The only way to stop this cycle is to have politicians act like the mature and civil adults they are and to be open minded to others opinions. Obviously there are things that are off the table for both parties and they will not compromise on them. What needs to be found is some kind of middle ground. Neither side will ever accept the others entire proposal so it is pointless to continually try and get them to vote your way. The base of all this is the degradation of civil discourse in American politics. Politicians show almost no respect to one another. If the discourse in politics was changed then much more would get done if people merely showed each other the respect that is due to them as fellow human beings.

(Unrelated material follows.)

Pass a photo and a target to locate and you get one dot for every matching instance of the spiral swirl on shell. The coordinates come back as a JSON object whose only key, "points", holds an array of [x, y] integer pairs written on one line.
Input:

If officials would stop pinning the opposition as someone who is trying to destroy America then there would be progress. I feel in my heart that no member of Congress, or any politician, wants to destroy America, I feel that they all want what is best for this country, they just want to go about it in a different way or they have a different idea of what “best” is. Attacking a person’s character and refusing to hear what they have to say will not solve anything and we will continue in this gridlock. 

Enough is Enough

by Stephen Scuderi

Widener University Political Science Major

With an approval rating of 11 percent, Congress has reached an all time low in the eyes of the American people. Unable to agree or make solid compromises, both houses have deteriorated into mudslinging matches that leave the citizens of United States angered, ashamed, and desperate for change. But who is to blame? Is it the Republicans, who are refusing to compromise in order ruin President Obama’s term? Or is it Democrats, who are accused of being ‘spineless’ and unwilling to fight for proper compromise?

In my opinion the stagnation of Congress is the fault of both parties. Party polarization has become so strong that nothing can get done. It’s common knowledge that the first priority of every politician is reelection but enough is enough. Politicians, especially Republicans are afraid to work across the aisle for fear of being labeled as a ‘moderate’. In the Republican Presidential Primary, Newt Gingrich has been attacked for participating in a climate change ad with Nancy Pelosi. I find it disheartening that simply being seen with opposition is toxic to ones political career. It’s time for Congress to remember their oath of office, “…I will well and faithfully discharge the duties of the office on which I am about to enter..”, because how they are currently acting is a disgrace to their position and a disserve to the American people.